Sunday, July 19

HIV/AIDS

Ahh the things we take for granted...toilet paper, clean water, electricity, and of course, Internet access. I've been lucky enough to have all four of these things throughout most of my travels. [Interesting fact: toilet paper was a convenience item that was rarely found in public restrooms in the Philippines several years ago. It is now available in single square dispensers everywhere, thank goodness.] But I have now come to a road block. Internet access.

I'm typing up this blog in TextEdit at the Cape Town domestic airport where my flight is delayed by 4 hours, in anticipation of posting this sometime over the next week. I'm headed to Durban and Kwazulu-Natal, where I'll get a much richer experience of the Africa that is painted in stateside pictures as more provincial and struggling. Kwazulu Natal has the highest incidence of HIV/AIDS than any other area of South Africa - I believe it is around 70%.
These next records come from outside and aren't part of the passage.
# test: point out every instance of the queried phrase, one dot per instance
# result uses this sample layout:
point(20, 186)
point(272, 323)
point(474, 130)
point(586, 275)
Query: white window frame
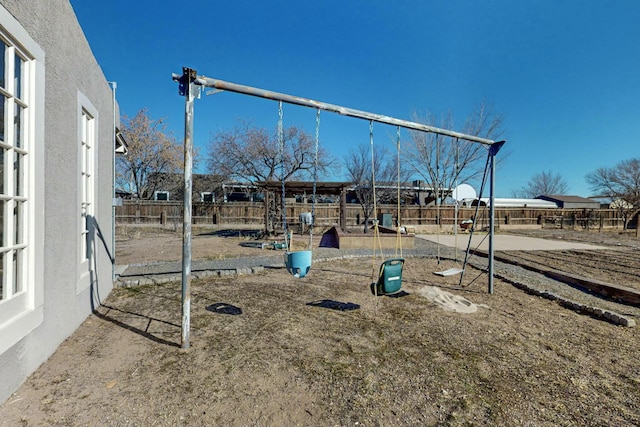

The HIV/AIDS epidemic is really different up close. Here in Africa, it is banded with poverty, low levels of formal education, stigma, burden, despair, racism, sexism, desensitization, fear, struggle, strength, hope, the audacity of optimism, and strands of support. It is embodied in the faces and names of fathers, mothers, sisters, uncles, first borns, newborns, neighbors, friends, and communities. You see it everywhere, yet it is nowhere.

Voluntary Counseling and Testing (VCT) is still under resourced, and there are many people who do not care to know their status, or even their child's status. ARV's are becoming more widely available, but there still isn't enough - especially in the rural areas. And in some of the most impoverished communities, ARV's are sold on the streets and then converted into drugs for substance abusers to find a quick high.

It is such a dynamic epidemic, a terrible ravaging disease that seems to prey on some of the least likely of victims - passionate, caring, creative, beautiful people.